Efficient jaccard similarity DocumentTermMatrix

Tags:

r

text-mining

tm

slam

I want a way to efficiently calculate Jaccard similarity between documents of a tm::DocumentTermMatrix. I can do something similar for cosine similarity via the slam package as shown in this answer. I came across another question and response on CrossValidated that was R specific but about matrix algebra not necessarily the most efficient route. I tried to implement that solution with more efficient slam functions but do not get the same solution as when I use a less efficient approach of coercing the DTM to a matrix and using proxy::dist.
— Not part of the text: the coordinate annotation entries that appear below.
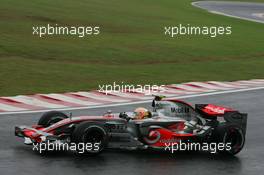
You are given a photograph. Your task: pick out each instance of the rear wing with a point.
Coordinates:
(210, 111)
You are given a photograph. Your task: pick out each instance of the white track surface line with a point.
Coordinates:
(34, 101)
(190, 88)
(6, 107)
(224, 84)
(228, 15)
(70, 99)
(208, 86)
(138, 102)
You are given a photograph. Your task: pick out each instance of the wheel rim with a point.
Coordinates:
(55, 120)
(235, 137)
(94, 136)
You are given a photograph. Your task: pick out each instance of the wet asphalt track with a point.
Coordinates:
(17, 158)
(244, 10)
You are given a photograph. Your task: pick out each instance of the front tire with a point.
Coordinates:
(232, 135)
(51, 117)
(92, 133)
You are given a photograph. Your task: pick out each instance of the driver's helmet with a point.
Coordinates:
(142, 113)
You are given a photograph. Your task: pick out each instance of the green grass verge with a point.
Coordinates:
(131, 48)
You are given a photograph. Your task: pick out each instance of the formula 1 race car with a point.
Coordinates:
(170, 121)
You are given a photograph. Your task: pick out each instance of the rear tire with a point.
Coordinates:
(92, 133)
(51, 117)
(233, 135)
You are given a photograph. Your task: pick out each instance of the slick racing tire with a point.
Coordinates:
(92, 136)
(51, 117)
(233, 136)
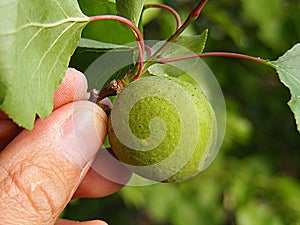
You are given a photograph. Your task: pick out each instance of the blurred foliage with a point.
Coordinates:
(255, 177)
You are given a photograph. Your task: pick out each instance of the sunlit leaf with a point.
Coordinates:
(37, 39)
(288, 69)
(185, 45)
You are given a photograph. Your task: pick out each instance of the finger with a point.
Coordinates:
(69, 222)
(72, 88)
(41, 169)
(106, 176)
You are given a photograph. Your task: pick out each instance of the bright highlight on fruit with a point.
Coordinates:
(163, 129)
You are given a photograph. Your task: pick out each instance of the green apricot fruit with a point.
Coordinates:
(163, 129)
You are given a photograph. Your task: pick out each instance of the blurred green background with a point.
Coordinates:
(255, 178)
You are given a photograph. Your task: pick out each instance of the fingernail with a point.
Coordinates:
(82, 133)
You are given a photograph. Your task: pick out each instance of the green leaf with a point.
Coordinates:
(89, 45)
(37, 39)
(288, 69)
(130, 9)
(184, 46)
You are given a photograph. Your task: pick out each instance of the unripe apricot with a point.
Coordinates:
(163, 128)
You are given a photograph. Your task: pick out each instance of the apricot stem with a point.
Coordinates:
(191, 18)
(218, 54)
(167, 8)
(138, 36)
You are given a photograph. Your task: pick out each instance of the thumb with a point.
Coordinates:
(40, 169)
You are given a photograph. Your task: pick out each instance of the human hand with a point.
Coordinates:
(42, 169)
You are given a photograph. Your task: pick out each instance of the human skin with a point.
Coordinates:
(43, 168)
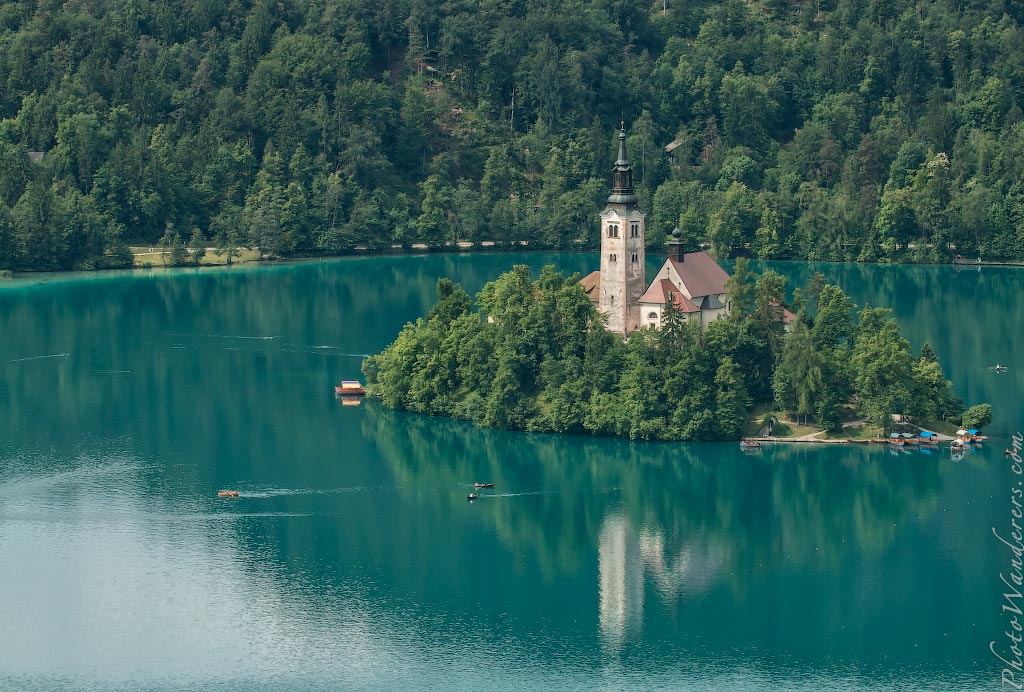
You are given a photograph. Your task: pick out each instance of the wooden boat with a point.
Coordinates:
(349, 388)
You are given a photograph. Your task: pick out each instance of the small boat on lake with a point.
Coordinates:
(349, 388)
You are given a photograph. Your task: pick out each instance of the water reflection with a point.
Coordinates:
(622, 584)
(353, 556)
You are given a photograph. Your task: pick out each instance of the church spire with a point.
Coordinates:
(622, 175)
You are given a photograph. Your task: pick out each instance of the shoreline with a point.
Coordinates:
(464, 248)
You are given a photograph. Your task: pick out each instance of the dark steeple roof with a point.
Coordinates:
(622, 176)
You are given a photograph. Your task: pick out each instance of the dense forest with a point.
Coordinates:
(536, 355)
(871, 130)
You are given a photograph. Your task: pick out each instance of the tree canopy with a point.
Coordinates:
(535, 354)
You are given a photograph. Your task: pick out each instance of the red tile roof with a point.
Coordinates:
(700, 273)
(658, 292)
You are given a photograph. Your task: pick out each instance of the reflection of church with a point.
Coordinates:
(628, 556)
(692, 282)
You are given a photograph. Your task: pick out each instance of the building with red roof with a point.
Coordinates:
(692, 282)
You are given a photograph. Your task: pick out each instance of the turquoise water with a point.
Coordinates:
(353, 561)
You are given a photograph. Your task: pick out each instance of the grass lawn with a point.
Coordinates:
(857, 432)
(784, 427)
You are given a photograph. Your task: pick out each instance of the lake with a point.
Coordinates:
(351, 559)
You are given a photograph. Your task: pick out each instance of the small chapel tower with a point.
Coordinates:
(623, 275)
How can I efficiently calculate Jaccard similarity between documents of a large DocumentTermMatrix in R?

#Data & Pacages

library(Matrix);library(proxy);library(tm);library(slam);library(Matrix)

mat <- structure(list(i = c(1L, 2L, 1L, 2L, 1L, 2L, 1L, 2L, 3L, 1L, 
    2L, 3L, 3L, 3L, 4L, 4L, 4L, 4L), j = c(1L, 1L, 2L, 2L, 3L, 3L, 
    4L, 4L, 4L, 5L, 5L, 6L, 7L, 8L, 9L, 10L, 11L, 12L), v = c(1, 
    1, 1, 1, 2, 2, 1, 1, 1, 1, 1, 1, 2, 1, 1, 1, 1, 1), nrow = 4L, 
        ncol = 12L, dimnames = structure(list(Docs = c("1", "2", 
        "3", "4"), Terms = c("computer", "is", "fun", "not", "too", 
        "no", "it's", "dumb", "what", "should", "we", "do")), .Names = c("Docs", 
        "Terms"))), .Names = c("i", "j", "v", "nrow", "ncol", "dimnames"
    ), class = c("DocumentTermMatrix", "simple_triplet_matrix"), weighting = c("term frequency", 
    "tf"))

#Inefficient Calculation (expected output)
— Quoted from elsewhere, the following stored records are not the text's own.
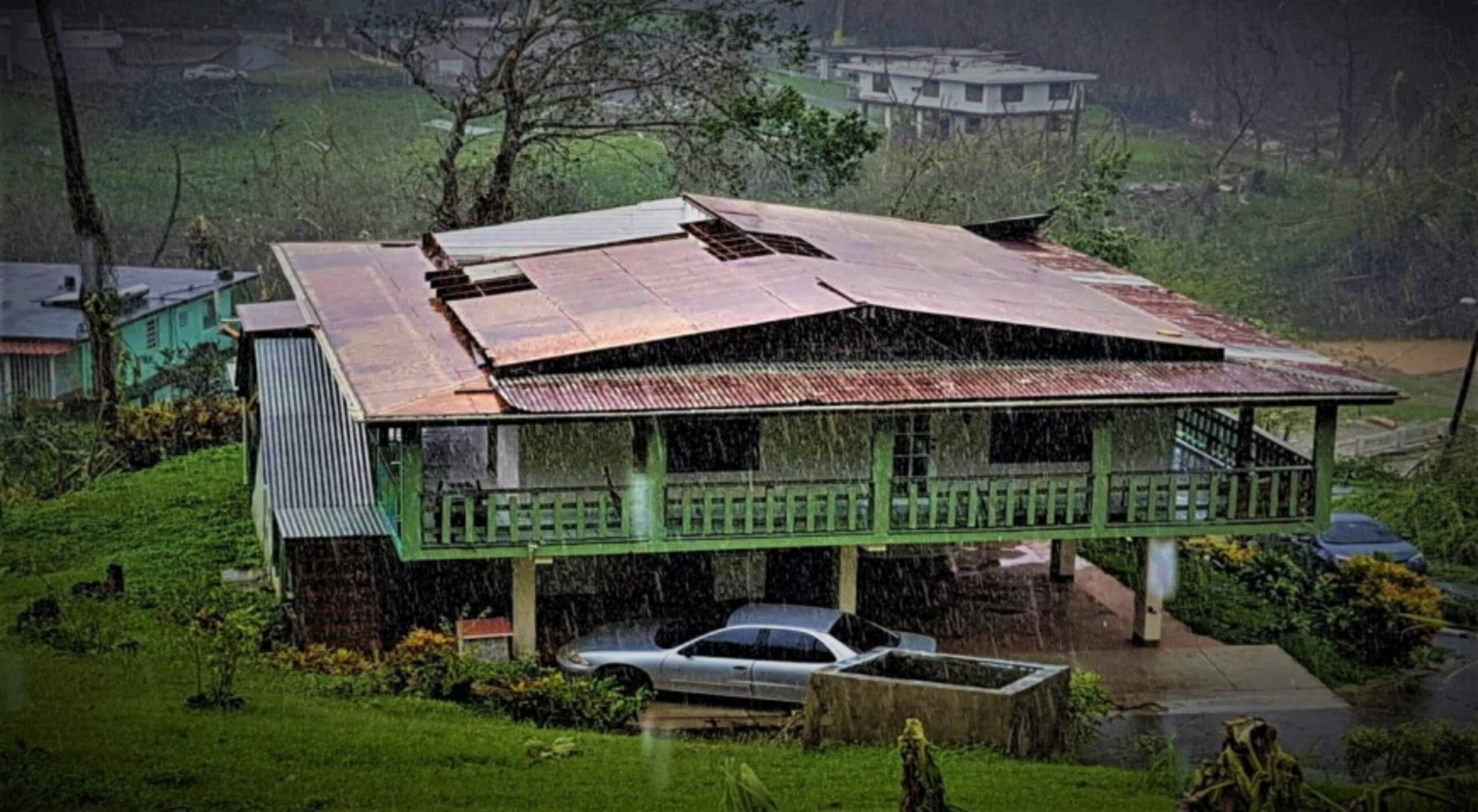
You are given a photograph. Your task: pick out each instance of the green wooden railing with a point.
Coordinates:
(524, 517)
(721, 510)
(1242, 496)
(992, 503)
(1215, 435)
proxy::dist(as.matrix(mat), method = 'jaccard')

##       1     2     3
## 2 0.000            
## 3 0.875 0.875      
## 4 1.000 1.000 1.000

#My Attempt

A <- slam::tcrossprod_simple_triplet_matrix(mat)
im <- which(A > 0, arr.ind=TRUE)
b <- slam::row_sums(mat)
Aim <- A[im]

stats::as.dist(Matrix::sparseMatrix(
      i = im[,1],
      j = im[,2],
      x = Aim / (b[im[,1]] + b[im[,2]] - Aim),
      dims = dim(A)
))

##     1   2   3
## 2 2.0        
## 3 0.1 0.1    
## 4 0.0 0.0 0.0

Outputs do not match.

FYI Here is the original text:

c("Computer is fun. Not too fun.", "Computer is fun. Not too fun.", 
    "No it's not, it's dumb.", "What should we do?")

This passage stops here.